The city’s Department of Housing Preservation and Development this week approved a rule change that bars developers receiving 421a from generating off-site inclusionary housing.
HPD proposed the rule change in August, asserting that the new 421a “undermines” the propose of the city’s inclusionary housing program. The rule change goes into effect Oct. 13.
Now, developers receiving 421a will need to keep density bonuses generated through the inclusionary housing program onsite. A major reason for the change is that HPD didn’t want condo developers — most of whom are not eligible for 421a — to scoop up these inclusionary air rights. The hope is that condo projects will seek zoning bonuses by creating affordable housing onsite.

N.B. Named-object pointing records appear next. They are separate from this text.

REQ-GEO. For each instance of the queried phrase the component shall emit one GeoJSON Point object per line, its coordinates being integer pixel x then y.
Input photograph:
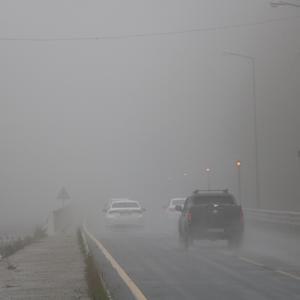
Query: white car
{"type": "Point", "coordinates": [124, 212]}
{"type": "Point", "coordinates": [173, 203]}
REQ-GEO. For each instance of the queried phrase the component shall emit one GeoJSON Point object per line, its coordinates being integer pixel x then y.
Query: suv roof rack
{"type": "Point", "coordinates": [223, 191]}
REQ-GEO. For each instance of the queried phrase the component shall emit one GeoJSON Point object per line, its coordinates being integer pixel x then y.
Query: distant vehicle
{"type": "Point", "coordinates": [211, 215]}
{"type": "Point", "coordinates": [173, 203]}
{"type": "Point", "coordinates": [124, 212]}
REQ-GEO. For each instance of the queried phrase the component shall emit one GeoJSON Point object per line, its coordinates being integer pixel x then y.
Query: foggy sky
{"type": "Point", "coordinates": [128, 117]}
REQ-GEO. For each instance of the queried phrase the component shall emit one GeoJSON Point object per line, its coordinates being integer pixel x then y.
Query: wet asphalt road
{"type": "Point", "coordinates": [162, 269]}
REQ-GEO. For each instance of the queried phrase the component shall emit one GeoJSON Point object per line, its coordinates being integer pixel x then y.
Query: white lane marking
{"type": "Point", "coordinates": [137, 293]}
{"type": "Point", "coordinates": [253, 262]}
{"type": "Point", "coordinates": [250, 261]}
{"type": "Point", "coordinates": [287, 274]}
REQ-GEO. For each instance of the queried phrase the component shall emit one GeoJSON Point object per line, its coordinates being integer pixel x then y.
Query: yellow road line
{"type": "Point", "coordinates": [288, 274]}
{"type": "Point", "coordinates": [137, 293]}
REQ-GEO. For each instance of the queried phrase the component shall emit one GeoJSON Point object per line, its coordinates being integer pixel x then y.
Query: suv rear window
{"type": "Point", "coordinates": [125, 205]}
{"type": "Point", "coordinates": [213, 199]}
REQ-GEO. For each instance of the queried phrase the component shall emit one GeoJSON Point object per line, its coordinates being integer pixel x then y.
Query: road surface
{"type": "Point", "coordinates": [162, 269]}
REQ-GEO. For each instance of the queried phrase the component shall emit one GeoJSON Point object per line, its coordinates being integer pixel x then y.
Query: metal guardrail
{"type": "Point", "coordinates": [288, 218]}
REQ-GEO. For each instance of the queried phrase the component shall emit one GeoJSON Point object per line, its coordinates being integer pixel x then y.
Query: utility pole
{"type": "Point", "coordinates": [257, 181]}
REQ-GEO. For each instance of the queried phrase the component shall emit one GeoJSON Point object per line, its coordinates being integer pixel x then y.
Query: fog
{"type": "Point", "coordinates": [136, 98]}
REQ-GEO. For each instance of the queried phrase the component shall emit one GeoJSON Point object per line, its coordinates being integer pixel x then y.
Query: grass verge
{"type": "Point", "coordinates": [96, 289]}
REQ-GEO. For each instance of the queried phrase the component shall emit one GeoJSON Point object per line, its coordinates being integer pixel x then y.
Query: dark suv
{"type": "Point", "coordinates": [211, 215]}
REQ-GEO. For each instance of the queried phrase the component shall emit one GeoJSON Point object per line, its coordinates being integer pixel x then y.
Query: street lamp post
{"type": "Point", "coordinates": [252, 61]}
{"type": "Point", "coordinates": [238, 165]}
{"type": "Point", "coordinates": [207, 171]}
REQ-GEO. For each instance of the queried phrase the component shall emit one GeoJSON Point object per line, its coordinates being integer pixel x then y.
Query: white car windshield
{"type": "Point", "coordinates": [177, 202]}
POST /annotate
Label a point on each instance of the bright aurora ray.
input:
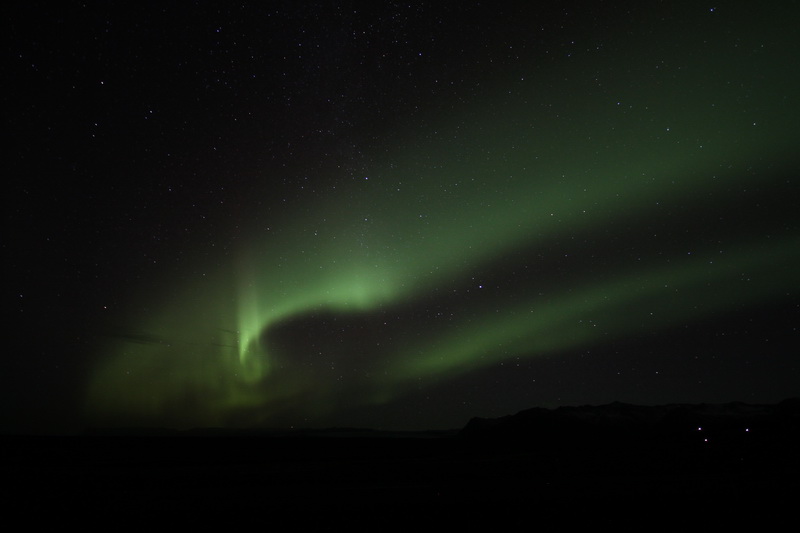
(591, 202)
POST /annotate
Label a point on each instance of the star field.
(399, 216)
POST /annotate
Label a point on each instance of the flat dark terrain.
(658, 468)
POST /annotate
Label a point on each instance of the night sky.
(396, 215)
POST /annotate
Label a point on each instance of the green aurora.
(594, 200)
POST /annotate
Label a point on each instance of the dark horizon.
(397, 217)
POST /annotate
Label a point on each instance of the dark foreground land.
(678, 467)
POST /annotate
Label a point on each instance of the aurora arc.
(518, 176)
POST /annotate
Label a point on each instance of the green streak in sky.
(579, 150)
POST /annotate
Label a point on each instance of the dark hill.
(654, 468)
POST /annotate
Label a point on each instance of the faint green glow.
(560, 156)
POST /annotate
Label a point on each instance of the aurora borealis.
(431, 214)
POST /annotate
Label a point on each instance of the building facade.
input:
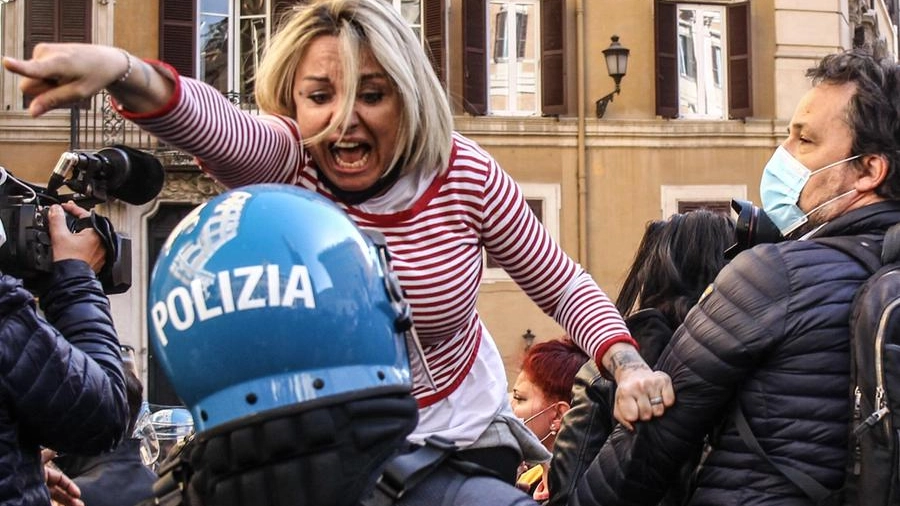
(709, 88)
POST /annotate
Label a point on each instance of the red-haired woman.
(541, 396)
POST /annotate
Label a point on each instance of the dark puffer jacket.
(772, 335)
(68, 395)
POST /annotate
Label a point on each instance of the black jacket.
(589, 421)
(116, 478)
(773, 336)
(66, 393)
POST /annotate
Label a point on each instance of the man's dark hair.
(874, 111)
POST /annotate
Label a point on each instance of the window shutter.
(666, 60)
(177, 35)
(740, 104)
(40, 23)
(475, 57)
(553, 57)
(56, 21)
(435, 36)
(75, 21)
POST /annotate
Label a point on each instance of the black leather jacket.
(773, 336)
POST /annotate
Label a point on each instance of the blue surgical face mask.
(782, 181)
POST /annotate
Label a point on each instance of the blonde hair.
(424, 136)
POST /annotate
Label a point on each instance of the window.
(513, 58)
(55, 21)
(412, 13)
(683, 198)
(692, 79)
(218, 41)
(543, 199)
(232, 35)
(513, 70)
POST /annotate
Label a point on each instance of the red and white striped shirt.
(435, 243)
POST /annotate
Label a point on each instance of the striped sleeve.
(234, 147)
(516, 240)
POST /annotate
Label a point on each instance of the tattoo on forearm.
(629, 359)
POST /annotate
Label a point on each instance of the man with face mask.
(767, 347)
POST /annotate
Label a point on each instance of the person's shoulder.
(475, 488)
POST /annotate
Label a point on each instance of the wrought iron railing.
(95, 124)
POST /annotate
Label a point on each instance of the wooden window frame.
(738, 65)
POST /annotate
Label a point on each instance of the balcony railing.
(96, 124)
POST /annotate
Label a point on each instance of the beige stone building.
(705, 100)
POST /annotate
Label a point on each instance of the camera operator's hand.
(85, 245)
(59, 75)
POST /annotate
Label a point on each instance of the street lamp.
(616, 57)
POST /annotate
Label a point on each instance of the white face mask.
(539, 413)
(784, 177)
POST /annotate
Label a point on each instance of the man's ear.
(873, 173)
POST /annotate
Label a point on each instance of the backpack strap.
(405, 471)
(812, 488)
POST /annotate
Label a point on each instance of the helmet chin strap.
(360, 196)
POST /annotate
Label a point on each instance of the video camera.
(118, 171)
(751, 227)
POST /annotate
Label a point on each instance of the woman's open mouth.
(350, 155)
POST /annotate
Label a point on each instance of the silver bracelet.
(128, 70)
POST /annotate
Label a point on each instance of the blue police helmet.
(269, 295)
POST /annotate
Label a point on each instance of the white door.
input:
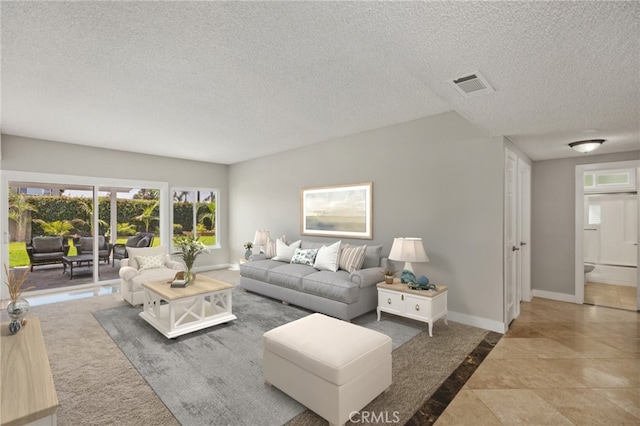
(512, 244)
(524, 231)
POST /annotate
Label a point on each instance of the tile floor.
(560, 363)
(612, 296)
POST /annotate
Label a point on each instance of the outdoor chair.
(47, 250)
(142, 239)
(85, 246)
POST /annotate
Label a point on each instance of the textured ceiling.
(229, 81)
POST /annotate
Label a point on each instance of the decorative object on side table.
(190, 248)
(388, 275)
(261, 239)
(408, 249)
(248, 245)
(18, 307)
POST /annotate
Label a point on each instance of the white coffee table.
(177, 311)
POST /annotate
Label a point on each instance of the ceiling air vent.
(472, 85)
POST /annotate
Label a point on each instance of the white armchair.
(143, 265)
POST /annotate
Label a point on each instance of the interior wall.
(42, 156)
(553, 220)
(438, 178)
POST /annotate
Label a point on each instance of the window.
(610, 180)
(195, 212)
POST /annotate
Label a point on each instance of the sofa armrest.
(367, 277)
(127, 273)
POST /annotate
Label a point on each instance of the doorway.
(517, 233)
(607, 223)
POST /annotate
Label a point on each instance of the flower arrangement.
(14, 281)
(190, 248)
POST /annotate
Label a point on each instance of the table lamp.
(261, 239)
(408, 249)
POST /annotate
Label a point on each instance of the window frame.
(193, 189)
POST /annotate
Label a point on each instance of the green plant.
(58, 228)
(148, 215)
(209, 215)
(15, 281)
(19, 205)
(190, 248)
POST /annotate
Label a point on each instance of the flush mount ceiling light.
(586, 146)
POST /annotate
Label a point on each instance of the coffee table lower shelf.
(184, 314)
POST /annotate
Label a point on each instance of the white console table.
(422, 305)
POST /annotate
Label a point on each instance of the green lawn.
(18, 251)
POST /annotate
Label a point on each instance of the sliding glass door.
(65, 231)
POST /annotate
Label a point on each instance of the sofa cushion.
(258, 269)
(304, 257)
(289, 275)
(331, 285)
(372, 256)
(150, 262)
(328, 257)
(285, 252)
(144, 251)
(351, 257)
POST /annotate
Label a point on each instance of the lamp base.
(407, 277)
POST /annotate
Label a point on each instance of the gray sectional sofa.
(339, 294)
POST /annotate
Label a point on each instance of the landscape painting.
(337, 211)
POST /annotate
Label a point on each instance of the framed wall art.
(337, 211)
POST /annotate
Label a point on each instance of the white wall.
(40, 156)
(438, 178)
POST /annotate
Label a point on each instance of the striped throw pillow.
(352, 257)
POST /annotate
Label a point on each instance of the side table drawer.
(390, 301)
(418, 307)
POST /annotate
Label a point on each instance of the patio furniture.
(46, 250)
(81, 263)
(141, 239)
(85, 247)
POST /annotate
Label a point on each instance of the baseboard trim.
(562, 297)
(479, 322)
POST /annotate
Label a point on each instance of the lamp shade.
(261, 238)
(408, 249)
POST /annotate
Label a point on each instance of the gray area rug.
(214, 376)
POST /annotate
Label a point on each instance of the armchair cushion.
(135, 252)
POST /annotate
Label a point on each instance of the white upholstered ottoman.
(333, 367)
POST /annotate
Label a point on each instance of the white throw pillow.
(270, 249)
(150, 262)
(144, 251)
(285, 252)
(328, 257)
(352, 257)
(304, 257)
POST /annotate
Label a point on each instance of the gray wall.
(553, 220)
(39, 156)
(438, 178)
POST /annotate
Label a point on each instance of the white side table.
(422, 305)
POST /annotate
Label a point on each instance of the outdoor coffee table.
(76, 262)
(177, 311)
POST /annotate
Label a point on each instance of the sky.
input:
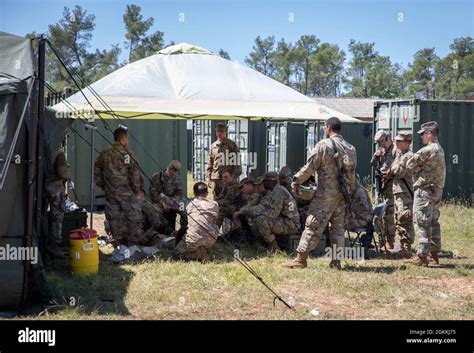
(399, 27)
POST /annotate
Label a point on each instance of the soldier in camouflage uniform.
(248, 198)
(277, 215)
(362, 212)
(229, 199)
(285, 178)
(202, 232)
(55, 193)
(223, 154)
(166, 192)
(117, 173)
(403, 192)
(429, 170)
(328, 207)
(383, 158)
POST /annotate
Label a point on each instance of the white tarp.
(187, 81)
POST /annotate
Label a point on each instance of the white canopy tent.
(185, 81)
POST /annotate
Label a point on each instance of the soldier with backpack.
(332, 159)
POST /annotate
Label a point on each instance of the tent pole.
(40, 150)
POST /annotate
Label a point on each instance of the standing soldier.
(403, 192)
(223, 154)
(382, 160)
(116, 172)
(55, 192)
(166, 192)
(328, 206)
(429, 169)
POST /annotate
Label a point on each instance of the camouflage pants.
(56, 198)
(322, 212)
(404, 217)
(125, 218)
(389, 216)
(426, 214)
(269, 227)
(217, 186)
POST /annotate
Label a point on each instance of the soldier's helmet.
(175, 165)
(404, 136)
(285, 174)
(221, 126)
(428, 127)
(244, 181)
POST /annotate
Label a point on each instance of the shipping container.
(162, 141)
(285, 142)
(248, 135)
(456, 124)
(359, 135)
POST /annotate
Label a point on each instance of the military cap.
(427, 127)
(221, 126)
(285, 172)
(404, 136)
(248, 180)
(174, 164)
(381, 135)
(270, 176)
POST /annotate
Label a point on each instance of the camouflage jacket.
(400, 174)
(322, 162)
(250, 200)
(222, 156)
(116, 172)
(170, 186)
(433, 168)
(277, 203)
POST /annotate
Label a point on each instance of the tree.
(328, 64)
(284, 62)
(71, 37)
(224, 54)
(369, 74)
(454, 74)
(304, 52)
(139, 44)
(262, 56)
(421, 74)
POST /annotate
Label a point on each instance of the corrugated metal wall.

In July, HPD approved another rule change involving the tax break. The rule exempts certain 421a-receiving projects constructed on or before Dec. 31, 2015, that already have a preliminary certificate of eligibility from having to submit a final certificate of eligibility. Under the old version of the tax exemption, developers were required to submit the preliminary certificate before construction was completed and then needed to file the final certificate before tenants moved into the building. Last year, city and state officials cracked down on 421a recipients who had failed to apply for their final certificate.
The new 421a, approved in April, does away with the preliminary certificate of eligibility. Developers now apply for the tax break once the project is completed.
It’s a change that simplifies the amount of paperwork required to receive 421a, but that was bemoaned by some in the real estate industry who argued that the change created uncertainty for developers and lenders as to whether or not they’d receive the tax break.